"Fabuła ciekawa i wykonanie nie najgorsze."
Chyba sobie kpisz. To był najgorzej zmontowany film jaki w życiu widziałem. Poza tym ta ciągle trzęsąca się kamera niezwykle mnie irytowała, ponieważ niektórych ujęć w ogóle nie było widać. Poza tym co do fabuły to jej poziom skomplikowania jest na równi z cepem.
najgorszy film chyba jaki w życiu widziałem zaraz po american gangster zasnąłem w 4 minucie filmu ;/
A ja obejrzałem do końca, ale chyba tylko po to, żeby mieć na filmwebie jakiś film z kiepską oceną :)
Dno totalne. Montażysta powinien zastanowić się nad zmianą zawodu, aktorzy, scenarzysta i reżyser również. Dno.
Nie wiem co masz do aktorów, bo Michael C. Hall zagrał w tym filmie bardzo dobrze (nie porównując oczywiście do Dextera, gdzie gra wybitnie), reszta przeciętnie.
http://sjp.pwn.pl/haslo.php?id=2494096 ;)
Autorzy mieli fajne pomysły, ale za dużo chcieli pomysłów umieścić w jednym filmie. Dodatkowo świat był przesadnie zbrutalizowany, co mnie odpychało.
Jak ten Pan nade mną już ujął, odwzorowywać oznacza coś zupełnie innego.
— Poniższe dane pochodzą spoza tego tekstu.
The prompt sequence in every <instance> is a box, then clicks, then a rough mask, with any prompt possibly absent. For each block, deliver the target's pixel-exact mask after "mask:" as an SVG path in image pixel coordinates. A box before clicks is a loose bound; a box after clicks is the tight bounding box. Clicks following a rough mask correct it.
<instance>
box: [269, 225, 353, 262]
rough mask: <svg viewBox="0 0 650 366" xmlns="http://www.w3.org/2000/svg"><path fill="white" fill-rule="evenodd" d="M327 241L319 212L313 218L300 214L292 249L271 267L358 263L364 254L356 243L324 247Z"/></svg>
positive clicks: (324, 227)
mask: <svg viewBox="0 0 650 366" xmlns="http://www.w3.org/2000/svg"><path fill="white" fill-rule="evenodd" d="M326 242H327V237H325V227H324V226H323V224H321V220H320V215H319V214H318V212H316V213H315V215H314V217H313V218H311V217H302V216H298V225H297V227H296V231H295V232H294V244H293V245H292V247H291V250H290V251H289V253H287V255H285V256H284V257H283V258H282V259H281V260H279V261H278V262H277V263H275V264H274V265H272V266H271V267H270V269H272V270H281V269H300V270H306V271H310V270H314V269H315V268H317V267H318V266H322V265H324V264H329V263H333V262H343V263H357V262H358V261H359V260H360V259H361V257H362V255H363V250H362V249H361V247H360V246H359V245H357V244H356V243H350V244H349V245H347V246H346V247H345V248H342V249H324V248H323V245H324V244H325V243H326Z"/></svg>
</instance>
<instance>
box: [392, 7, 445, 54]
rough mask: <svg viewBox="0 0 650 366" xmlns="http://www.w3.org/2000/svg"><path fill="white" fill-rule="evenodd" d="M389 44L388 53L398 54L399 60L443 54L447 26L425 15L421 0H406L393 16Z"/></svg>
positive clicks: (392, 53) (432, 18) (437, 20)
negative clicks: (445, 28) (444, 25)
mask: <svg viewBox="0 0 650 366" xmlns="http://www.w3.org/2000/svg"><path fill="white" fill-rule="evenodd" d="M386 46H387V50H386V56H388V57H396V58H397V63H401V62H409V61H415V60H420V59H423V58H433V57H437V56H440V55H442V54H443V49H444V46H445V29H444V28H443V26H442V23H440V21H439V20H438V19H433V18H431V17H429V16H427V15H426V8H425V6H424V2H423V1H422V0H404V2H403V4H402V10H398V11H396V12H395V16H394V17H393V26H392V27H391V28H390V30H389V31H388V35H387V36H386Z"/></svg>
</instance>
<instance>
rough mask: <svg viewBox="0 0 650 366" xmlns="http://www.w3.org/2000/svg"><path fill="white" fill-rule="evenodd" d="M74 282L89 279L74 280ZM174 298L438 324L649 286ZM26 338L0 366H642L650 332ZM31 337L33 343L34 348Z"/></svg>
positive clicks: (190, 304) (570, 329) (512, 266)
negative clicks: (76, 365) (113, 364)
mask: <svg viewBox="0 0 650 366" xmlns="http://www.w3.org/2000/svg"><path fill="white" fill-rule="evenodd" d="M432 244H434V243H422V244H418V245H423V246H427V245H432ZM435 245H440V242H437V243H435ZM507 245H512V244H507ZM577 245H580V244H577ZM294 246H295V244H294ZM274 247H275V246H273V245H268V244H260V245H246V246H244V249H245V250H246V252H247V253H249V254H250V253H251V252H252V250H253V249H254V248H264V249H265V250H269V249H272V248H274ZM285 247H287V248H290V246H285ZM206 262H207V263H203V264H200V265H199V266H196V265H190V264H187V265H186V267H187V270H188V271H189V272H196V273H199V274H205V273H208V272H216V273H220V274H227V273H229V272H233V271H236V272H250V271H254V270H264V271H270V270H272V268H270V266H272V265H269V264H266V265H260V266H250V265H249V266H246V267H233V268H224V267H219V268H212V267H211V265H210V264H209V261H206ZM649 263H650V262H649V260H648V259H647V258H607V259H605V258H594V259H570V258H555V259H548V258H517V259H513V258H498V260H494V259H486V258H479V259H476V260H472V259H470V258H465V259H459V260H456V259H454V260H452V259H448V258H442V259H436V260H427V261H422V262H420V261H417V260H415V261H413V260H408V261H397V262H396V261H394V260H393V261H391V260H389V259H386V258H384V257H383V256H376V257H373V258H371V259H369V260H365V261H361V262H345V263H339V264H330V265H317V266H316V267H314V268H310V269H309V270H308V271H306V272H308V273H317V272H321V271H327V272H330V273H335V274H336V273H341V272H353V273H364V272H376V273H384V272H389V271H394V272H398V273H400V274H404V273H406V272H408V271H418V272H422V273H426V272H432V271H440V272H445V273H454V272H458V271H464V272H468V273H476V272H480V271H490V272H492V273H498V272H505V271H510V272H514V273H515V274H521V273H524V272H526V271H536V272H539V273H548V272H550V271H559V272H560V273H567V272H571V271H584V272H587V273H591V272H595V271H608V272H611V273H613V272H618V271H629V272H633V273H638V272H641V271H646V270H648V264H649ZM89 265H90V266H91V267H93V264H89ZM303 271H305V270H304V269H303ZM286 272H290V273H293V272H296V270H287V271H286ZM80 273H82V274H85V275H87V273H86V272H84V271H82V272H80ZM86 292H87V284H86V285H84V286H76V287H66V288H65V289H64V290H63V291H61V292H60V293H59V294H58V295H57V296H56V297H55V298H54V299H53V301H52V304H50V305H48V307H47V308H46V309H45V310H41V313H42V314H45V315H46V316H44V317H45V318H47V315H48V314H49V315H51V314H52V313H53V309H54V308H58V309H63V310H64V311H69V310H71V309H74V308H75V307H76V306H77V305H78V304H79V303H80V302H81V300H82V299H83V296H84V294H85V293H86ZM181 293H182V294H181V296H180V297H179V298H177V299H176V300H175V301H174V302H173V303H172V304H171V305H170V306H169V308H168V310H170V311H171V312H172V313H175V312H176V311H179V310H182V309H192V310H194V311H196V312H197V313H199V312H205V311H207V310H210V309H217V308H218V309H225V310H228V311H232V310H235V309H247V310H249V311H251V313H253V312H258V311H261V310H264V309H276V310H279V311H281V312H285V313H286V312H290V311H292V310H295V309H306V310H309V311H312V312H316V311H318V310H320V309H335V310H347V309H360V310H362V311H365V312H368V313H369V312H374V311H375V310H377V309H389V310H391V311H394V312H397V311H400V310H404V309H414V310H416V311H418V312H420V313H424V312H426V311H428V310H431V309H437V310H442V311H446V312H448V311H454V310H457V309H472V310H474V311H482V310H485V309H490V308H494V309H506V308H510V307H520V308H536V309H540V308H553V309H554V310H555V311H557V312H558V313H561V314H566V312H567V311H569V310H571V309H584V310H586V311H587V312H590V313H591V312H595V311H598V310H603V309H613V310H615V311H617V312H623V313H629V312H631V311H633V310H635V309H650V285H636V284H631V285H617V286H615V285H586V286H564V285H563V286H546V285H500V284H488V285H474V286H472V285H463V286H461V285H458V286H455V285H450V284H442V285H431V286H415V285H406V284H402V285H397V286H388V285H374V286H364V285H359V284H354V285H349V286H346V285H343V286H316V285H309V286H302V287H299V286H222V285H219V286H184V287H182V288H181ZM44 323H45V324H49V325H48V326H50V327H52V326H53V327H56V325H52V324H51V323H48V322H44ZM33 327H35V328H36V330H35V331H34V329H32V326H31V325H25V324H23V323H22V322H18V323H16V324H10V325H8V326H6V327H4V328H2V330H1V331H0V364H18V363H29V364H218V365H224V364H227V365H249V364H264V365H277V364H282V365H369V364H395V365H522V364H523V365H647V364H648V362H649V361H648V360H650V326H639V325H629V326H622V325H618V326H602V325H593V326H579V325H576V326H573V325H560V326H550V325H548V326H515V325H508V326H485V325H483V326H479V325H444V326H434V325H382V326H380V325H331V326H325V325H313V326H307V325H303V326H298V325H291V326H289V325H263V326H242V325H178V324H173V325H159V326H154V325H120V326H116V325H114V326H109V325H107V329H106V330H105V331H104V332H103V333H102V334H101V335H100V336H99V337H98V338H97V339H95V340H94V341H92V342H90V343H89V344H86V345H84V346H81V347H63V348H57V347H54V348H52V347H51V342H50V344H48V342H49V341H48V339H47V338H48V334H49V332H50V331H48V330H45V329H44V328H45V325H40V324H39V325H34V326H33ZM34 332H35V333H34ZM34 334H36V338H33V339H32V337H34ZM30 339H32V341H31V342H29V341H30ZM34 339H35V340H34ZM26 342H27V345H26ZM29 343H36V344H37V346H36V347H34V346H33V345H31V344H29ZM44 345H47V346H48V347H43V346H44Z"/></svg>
A co do montażu, to nie wina montażysty, a reżysera. Taką przyjął konwencję by odwzorowywać chaos grającego w ten dziwny 'live action' - gracza, co wygląda dość paskudnie. Chaotyczne i krótkie ujęcia szwenkerów + dynamiczny, chaotyczny montaż........ też nie mogłem tego przeżyć. To może wywołać atak u epileptyków, no, ale tak samo gry mogą, więc konwencji film się trzymał, jednakże mnie ta konwencja nie przekonuje.
A ja wam powiem, że nienawidzę tego efektu trzęsienia, ale tu było to trafione. Być może nie mam zbytniego gustu filmowego, ale mnie się ten obraz podobał. Bo tu o to właśnie chodziło - żeby przekazać dokładnie to, co przeżywał ten młody, co grał w tę grę. Choć fabuła nie do końca mnie przekonała, bo takie wszczepianie chipów to chory wymysł chorego umysłu.
Może sam pomysł fajny, ale cała reszta do bani. Rozwinięcie fabuły, montaż, dialogi, gra aktorska - wszystko do bani. Efekty specjalne też nic nadzwyczajnego. Daje 4.
Ten film to jedno wielkie gówno. Dialogi, efekty jak z filmów klasy B lub C, łubu dubu, cycki, pif paf, itd. Po prostu masakra.....
zeby dobrze odebrac tego typu produkcje trzeba chyba byc graczem. bo uwazam, ze odworowanie klimatu 'grania' jest bardzo na tak.